Yes, you can do that, but it buys you less than you think:

* Under open addressing (linear/quadratic probing, cuckoo hashing, etc.), the number of buckets must be greater than the number of dentries, and for performance reasons, it should be significantly greater.
* Under closed addressing (separate chaining), the number of dentries cannot be much more than a small (constant) multiple of the number of buckets, or performance suffers.

In both cases: Assuming the hash function is a quasi-random oracle, the probability of a hash collision should be quite low, and should become lower as the hash table grows (so that the average number of collisions that each dentry suffers remains bounded above). A cached negative dentry range consisting of a single hash bucket will only help you for other dentries that would have collided with that bucket, which should not be very many in practice, or else the hash function is bad.

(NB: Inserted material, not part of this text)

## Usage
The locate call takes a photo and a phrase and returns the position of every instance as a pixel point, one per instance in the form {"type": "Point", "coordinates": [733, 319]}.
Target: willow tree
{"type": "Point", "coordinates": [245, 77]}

Negative dentries, 20 years later

Posted Apr 12, 2022 21:42 UTC (Tue) by Wol (subscriber, #4433) [Link] (1 responses)

> You have entirely missed the point. We're not trying to figure out whether the bucket is occupied, we're trying to find its nearest occupied neighbors so that we can find an empty range of buckets. That requires a linear scan over neighboring buckets.

Except you completely missed the point I was responding to. cesarb was talking about a hashed directory, and not a cache.

And in that case, there are NO empty buckets (if you want to use that particular variant of hashing). The variant I'm used to sticks multiple entries per bucket, but there's a variant that has exactly as many buckets as entries, and one entry per bucket.

And just as it's very quick and easy to grow the table, it's just as easy to shrink it - the entire bucket you're getting rid of just tags on the end of the bucket the (now invalid) old hash hashes to.

Cheers,
Wol

Negative dentries, 20 years later

Posted Apr 13, 2022 3:00 UTC (Wed) by NYKevin (subscriber, #129325) [Link]

If every bucket is occupied, then there are no empty buckets to cache.